His life experiences are opened to the reader, and his journey recovering from alcoholism to adjusting to Alzheimer’s holds its own fascination for visitors to his site. Mike’s strength and determination will remind readers that dementias are one area in which it’s best not to hold any punches.
THIS BLOG IS ABOUT MY JOURNEY FROM AA TO AD.
I have survived alcoholism from which
I recovered thirty six years ago then
Alzheimer's disease with which I was
diagnosed nearly five years ago. Both
have had profound consequence. They
are associated, one leading to the other.
I write about the experience in a book
entitled From AA to AD, a Wistful Travelogue
click on the title to go to it or read more
about it in the column to the right
Saturday, March 3, 2012
Let Us Do the Celestial Dance
At one time in the history of our culture, most of the time in the history of many eastern
cultures as well as currently, and in many cultures of less developed countries, the old are venerated. They are known
to be the wise ones, the ones who have thought it all out. They are the ones
from whom to seek advice.
We do so because we know: They have been there; they have
seen it all; they have thought it over; they know better; the accolades could
go on and on. We seek them out to just listen or be directed by their advice.
They are the ones with Wisdom.
Wisdom bears many definitions in the many dictionaries. The
one I like is this: The ability to make a decision based on the
combination of knowledge, experience, and intuitive understanding.
Wisdom has to do with what I write in the essay entitled: We Join the Grand Celestial March. I have posted it in my Archive. Click
on the title to go there to read it.
In that essay I discuss the penchant we have in that last
stage of our lives to quit the frantic pace to acquire, to be someone, to live
as we deem we ought to. It is the time for us to relax, smell the daisies and
count it all up.
It is the time to start asking: Was there meaning in where I was? Was there purpose in what I did, or did I abuse
all the time and talent I had in the first and the second stage? The answer to these questions is "no
way!" We did what we were supposed to do, what this unseen force prompted us to
do each step of the way. What we did was good.
In the first stage we learned how to survive in this very different
mode of life. In no other dimension have we known the limitations inherent in occupying
space as we pass through time. In no other dimension have we been blind to who
we really are.
We seem to be so committed to first, surviving, and then
making the best of the talents we have. Doing so as we are driven or programmed
to do this; doing so we lose sight of the bigger picture. That bigger picture
is comprised of our consciousness. It is our consciousness that existed before
and will continue to exist after this life.

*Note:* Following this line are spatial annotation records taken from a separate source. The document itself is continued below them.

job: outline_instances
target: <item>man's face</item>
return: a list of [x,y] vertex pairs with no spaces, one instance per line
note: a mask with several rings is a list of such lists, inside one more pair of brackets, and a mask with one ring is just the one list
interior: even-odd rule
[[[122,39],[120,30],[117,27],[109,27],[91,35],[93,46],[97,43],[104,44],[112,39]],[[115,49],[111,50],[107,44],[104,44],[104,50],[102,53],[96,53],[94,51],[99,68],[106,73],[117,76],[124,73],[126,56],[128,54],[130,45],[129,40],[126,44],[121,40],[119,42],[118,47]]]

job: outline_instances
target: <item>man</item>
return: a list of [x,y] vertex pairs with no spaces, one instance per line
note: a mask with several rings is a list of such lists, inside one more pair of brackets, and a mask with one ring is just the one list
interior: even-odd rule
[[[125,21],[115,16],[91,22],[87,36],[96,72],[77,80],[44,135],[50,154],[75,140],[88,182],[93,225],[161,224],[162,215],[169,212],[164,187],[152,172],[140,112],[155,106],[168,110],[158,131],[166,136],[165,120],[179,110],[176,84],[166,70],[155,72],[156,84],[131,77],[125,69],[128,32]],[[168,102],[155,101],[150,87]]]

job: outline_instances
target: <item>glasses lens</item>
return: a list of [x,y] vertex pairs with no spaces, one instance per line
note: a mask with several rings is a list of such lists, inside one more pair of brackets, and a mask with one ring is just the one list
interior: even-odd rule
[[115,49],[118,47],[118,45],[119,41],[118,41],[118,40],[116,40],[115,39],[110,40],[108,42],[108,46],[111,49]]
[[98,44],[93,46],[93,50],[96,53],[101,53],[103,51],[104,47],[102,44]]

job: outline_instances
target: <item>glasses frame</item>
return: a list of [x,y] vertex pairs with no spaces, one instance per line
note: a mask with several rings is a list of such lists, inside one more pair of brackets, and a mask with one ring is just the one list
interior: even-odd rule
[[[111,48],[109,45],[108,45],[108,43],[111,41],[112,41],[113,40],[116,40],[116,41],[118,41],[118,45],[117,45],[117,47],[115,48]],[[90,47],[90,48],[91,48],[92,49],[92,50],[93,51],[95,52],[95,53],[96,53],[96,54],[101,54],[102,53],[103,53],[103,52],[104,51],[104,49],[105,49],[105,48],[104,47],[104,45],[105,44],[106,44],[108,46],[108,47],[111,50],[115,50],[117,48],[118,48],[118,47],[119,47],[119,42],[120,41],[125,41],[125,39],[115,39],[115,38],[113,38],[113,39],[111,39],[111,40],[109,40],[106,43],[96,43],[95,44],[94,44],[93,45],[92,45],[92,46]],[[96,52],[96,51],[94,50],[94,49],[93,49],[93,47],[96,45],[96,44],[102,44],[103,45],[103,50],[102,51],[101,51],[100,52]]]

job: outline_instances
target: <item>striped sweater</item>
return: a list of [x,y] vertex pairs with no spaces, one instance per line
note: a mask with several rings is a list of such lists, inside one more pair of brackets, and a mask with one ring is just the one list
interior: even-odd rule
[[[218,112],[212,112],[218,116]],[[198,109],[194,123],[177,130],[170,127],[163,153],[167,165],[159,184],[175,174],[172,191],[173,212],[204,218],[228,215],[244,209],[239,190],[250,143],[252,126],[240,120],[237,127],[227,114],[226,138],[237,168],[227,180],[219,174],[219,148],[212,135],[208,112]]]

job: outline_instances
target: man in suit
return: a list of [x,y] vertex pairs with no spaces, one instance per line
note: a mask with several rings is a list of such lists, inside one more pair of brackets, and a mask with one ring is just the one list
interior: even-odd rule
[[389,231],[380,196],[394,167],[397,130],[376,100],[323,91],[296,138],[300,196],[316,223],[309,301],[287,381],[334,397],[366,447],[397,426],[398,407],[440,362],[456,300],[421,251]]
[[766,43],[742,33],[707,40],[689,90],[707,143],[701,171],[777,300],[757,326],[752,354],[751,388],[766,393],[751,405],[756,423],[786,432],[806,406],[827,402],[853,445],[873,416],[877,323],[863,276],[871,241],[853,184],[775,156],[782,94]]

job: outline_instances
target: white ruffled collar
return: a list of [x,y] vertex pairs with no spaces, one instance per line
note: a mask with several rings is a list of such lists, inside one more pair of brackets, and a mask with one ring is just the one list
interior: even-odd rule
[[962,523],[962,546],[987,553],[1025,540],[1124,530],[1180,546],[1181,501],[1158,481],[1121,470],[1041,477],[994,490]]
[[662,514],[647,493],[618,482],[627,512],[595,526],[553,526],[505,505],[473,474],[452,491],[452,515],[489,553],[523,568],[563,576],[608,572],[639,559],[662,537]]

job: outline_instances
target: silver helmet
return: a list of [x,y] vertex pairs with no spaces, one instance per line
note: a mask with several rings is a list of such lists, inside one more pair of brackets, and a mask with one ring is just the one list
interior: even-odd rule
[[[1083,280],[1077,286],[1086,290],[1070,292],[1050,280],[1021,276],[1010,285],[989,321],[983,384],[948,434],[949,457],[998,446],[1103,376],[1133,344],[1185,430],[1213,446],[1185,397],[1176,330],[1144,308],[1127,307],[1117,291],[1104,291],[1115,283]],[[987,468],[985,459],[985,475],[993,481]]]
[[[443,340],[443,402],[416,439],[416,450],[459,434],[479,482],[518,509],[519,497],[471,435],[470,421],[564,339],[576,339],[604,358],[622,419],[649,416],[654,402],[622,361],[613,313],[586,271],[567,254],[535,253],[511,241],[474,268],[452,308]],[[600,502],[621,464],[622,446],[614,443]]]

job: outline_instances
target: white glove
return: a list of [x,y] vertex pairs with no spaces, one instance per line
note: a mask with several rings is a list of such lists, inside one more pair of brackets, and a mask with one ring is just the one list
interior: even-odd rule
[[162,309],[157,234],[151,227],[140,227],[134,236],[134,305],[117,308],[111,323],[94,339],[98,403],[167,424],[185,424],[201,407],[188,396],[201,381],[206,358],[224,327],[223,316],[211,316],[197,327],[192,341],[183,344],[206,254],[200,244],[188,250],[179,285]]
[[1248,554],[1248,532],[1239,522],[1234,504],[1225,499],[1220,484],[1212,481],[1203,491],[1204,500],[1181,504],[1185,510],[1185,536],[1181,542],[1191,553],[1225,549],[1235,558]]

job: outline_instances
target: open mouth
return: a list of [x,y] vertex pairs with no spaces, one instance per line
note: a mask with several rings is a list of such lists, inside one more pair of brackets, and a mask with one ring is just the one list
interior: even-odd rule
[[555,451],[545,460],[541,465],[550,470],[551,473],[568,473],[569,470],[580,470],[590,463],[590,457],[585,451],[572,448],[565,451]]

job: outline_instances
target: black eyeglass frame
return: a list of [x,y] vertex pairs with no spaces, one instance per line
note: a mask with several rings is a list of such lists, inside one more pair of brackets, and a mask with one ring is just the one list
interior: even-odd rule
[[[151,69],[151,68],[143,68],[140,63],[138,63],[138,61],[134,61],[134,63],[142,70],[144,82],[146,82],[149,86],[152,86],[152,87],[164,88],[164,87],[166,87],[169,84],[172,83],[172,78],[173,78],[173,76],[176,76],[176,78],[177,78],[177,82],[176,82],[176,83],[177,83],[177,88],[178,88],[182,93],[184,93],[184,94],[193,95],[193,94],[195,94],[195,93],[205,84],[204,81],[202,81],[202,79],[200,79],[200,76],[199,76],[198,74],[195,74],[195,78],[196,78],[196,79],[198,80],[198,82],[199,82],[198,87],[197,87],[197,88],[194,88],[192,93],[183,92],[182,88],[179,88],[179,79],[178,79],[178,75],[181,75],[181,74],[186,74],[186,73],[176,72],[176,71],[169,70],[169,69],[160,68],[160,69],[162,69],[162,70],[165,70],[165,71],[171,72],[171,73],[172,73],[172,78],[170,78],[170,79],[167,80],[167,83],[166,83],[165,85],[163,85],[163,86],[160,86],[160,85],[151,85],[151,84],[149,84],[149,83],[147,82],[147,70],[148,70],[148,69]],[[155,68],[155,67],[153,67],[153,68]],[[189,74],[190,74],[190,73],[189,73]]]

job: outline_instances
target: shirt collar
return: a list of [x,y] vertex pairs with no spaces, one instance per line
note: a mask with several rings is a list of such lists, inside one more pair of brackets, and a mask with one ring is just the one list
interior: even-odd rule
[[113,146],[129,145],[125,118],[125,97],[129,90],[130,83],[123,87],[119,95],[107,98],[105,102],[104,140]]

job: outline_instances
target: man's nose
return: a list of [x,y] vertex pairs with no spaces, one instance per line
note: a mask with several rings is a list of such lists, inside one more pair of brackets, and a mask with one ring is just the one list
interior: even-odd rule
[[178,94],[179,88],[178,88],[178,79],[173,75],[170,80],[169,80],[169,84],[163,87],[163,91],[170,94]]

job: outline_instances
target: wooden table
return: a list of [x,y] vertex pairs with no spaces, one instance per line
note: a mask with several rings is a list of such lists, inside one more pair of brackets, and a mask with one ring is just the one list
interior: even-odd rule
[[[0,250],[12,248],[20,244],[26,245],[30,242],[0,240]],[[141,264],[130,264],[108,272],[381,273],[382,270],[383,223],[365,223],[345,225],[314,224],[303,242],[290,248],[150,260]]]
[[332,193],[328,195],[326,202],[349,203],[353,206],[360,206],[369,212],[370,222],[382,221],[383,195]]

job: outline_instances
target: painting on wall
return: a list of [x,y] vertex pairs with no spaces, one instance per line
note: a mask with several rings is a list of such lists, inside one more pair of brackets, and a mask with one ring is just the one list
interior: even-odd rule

This material consequence of time and space demonstrate
another constraint viz: We are born, we live, until we die. That is all there
is to life. Our existence in the plane starts, runs its course, quickly and absolutely terminates.
It is this Fact of Life that gives the importance to that
third stage. That importance is to reflect, review what life has been about, determine
where it should take us and include in that view more than the eye can see in
this life.
There is enough for each of us to look at, if we choose. It
is within us to make some judgment about its purpose. It is particularly within
our power to see and understand the consequences of this complicated, seemingly
chaotic life that had a definite purpose.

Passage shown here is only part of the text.